The white response to advances in black political power was Jim Crow, with its enforced physical separation, its literacy tests, its stronger poll tax, and its “white primary,” a rule that allowed for the dominant Democratic party to exclude black voters from the only election that really counted in Georgia. The result was an astounding fall in black turnout in Georgia for presidential elections, from 42% in 1880, to 33% in 1892, to 7% in 1900, and 2% in 1912. (Similarly, black turnout in South Carolina fell from 96% in 1876 to 11% in 1898 following the state’s introduction of a new poll tax and literacy test).

Black families responded in part by going North in the “great migration.” But although their proportion of Georgia’s population fell from almost half in 1910 to 36% in 1930, black political power expanded, especially in the 1940s. Pressure from black advocates helped end Georgia’s poll tax in 1945 and oversaw the banning of the white primary in 1946. Even more critical was black voter mobilization of state-wide organizations such as the All-Citizens Registration Committee, often led by black veterans linking voting to bread and butter issues such as GI benefits. The percentage of black registered voters jumped from well under 5% in 1940 to around 20% in 1950.

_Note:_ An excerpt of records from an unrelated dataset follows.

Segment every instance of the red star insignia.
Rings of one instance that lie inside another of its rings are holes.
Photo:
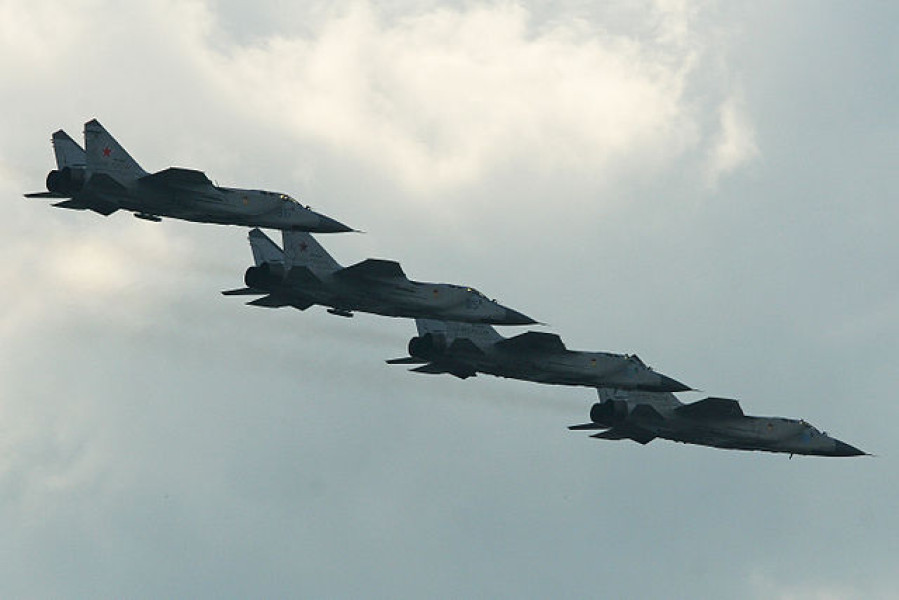
[[[306,248],[309,246],[306,245],[306,242],[300,242],[300,252],[305,252]]]
[[[109,149],[109,146],[103,148],[103,156],[109,156],[110,154],[112,154],[112,150]]]

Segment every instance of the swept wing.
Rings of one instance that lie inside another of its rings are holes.
[[[334,276],[346,279],[406,279],[400,263],[379,258],[369,258],[350,265],[335,271]]]
[[[706,398],[699,402],[679,406],[674,410],[682,417],[692,417],[696,419],[743,416],[743,409],[740,408],[740,403],[728,398]]]
[[[141,183],[155,187],[170,187],[196,191],[198,188],[215,187],[202,171],[170,167],[138,179]]]
[[[565,343],[554,333],[528,331],[496,342],[495,347],[510,352],[565,352]]]

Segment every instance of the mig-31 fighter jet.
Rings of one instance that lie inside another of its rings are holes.
[[[863,456],[867,453],[803,420],[782,417],[749,417],[739,402],[706,398],[683,404],[674,394],[628,392],[602,388],[600,402],[590,410],[590,423],[568,429],[598,430],[590,437],[601,440],[634,440],[648,444],[663,438],[684,444],[728,450],[758,450],[814,456]]]
[[[171,217],[317,233],[352,231],[287,194],[219,187],[201,171],[180,167],[147,173],[96,119],[84,124],[84,146],[62,130],[54,133],[57,168],[47,175],[47,191],[25,197],[59,199],[53,206],[104,216],[128,210],[157,222]]]
[[[222,293],[262,296],[247,304],[269,308],[306,310],[321,304],[341,317],[358,311],[495,325],[536,323],[473,288],[412,281],[393,261],[369,258],[344,268],[308,233],[282,231],[282,239],[283,250],[258,229],[250,231],[256,264],[244,276],[247,287]]]
[[[489,325],[416,319],[418,336],[409,356],[392,365],[421,365],[417,373],[448,373],[461,379],[486,373],[556,385],[616,387],[656,392],[690,388],[656,373],[637,356],[569,350],[552,333],[528,331],[505,338]]]

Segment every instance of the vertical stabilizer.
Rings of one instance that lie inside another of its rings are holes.
[[[257,267],[262,263],[284,264],[284,252],[259,229],[250,231],[250,249]]]
[[[440,334],[451,344],[456,339],[467,339],[476,346],[485,348],[504,339],[490,325],[481,323],[460,323],[458,321],[438,321],[436,319],[415,319],[418,335],[427,333]]]
[[[84,150],[91,173],[109,175],[120,183],[147,174],[96,119],[84,124]]]
[[[319,276],[341,268],[328,251],[305,231],[282,231],[281,236],[287,268],[306,267]]]
[[[56,168],[83,169],[86,164],[84,148],[60,129],[53,134],[53,153],[56,154]]]

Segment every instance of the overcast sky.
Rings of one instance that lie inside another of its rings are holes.
[[[897,22],[0,0],[0,596],[894,598]],[[245,229],[22,198],[92,118],[365,230],[321,237],[343,264],[879,456],[591,440],[589,389],[407,373],[411,322],[222,297]]]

One reaction to this black activism was the voter purge, seen most clearly in the 1946 gubernatorial campaign of Eugene Talmadge. Talmadge forces mailed out thousands of mimeographed challenge forms to supporters, while also engaging in manipulation of voting machines and the “loss” or destruction of purged voter names. Black votes were challenged en masse in more than 30 counties, and an estimated 15,000 to 25,000 were purged. This was followed by a 1949 “reregistration and purge law” that resulted in the purging of an additional 100,000 registered black voters.  

Bolstered by key court decisions (e.g. 1954 Brown v Board of Education, the 1957 Civil Rights Act), black organizers pushed back against the voter purges. Groups such as the Southern Christian Leadership Council engaged in extensive voter registration drives across the South. The result was an increase of over half a million African-Americans on Southern state voting rolls, with black registrations in Georgia rising from 167,000 to 275,000 between December 1962 and May 1964.

This focus on black political engagement, when combined with an acknowledgement of class-based injustice, can form a robust curriculum that explores the role of race in America while suggesting how to battle injustice today. This framing provides students with models of political engagement that conform to our country’s highest democratic ideals while avoiding any semblance of a white privilege “blame game.” These stories are true, and they are inspiring.

 

Key sources for this memo include: Jonathan M. Bryant, “Ku Klux Klan in the Reconstruction Era.” New Georgia Encyclopedia (2020); Alexander Keyssar. The Right to Vote: The Contested History of Democracy in the United States (Basic Books, 2000); J. Morgan Kousser, The Shaping of Southern Politics: Suffrage, Reconstruction and the Establishment of the One-Party South, 1880-1910 (Yale Historical Publications, 1974); Laughlin McDonald, A Voting Rights Odyssey: Black Enfranchisement in Georgia (Cambridge University Press, 2003); McDonald et al., “Georgia” in Chandler Davidson and Bernard Grofman eds., Quiet Revolution in the South: The Impact of the Voting Rights Act 1965-1990 (Princeton University Press, 1994).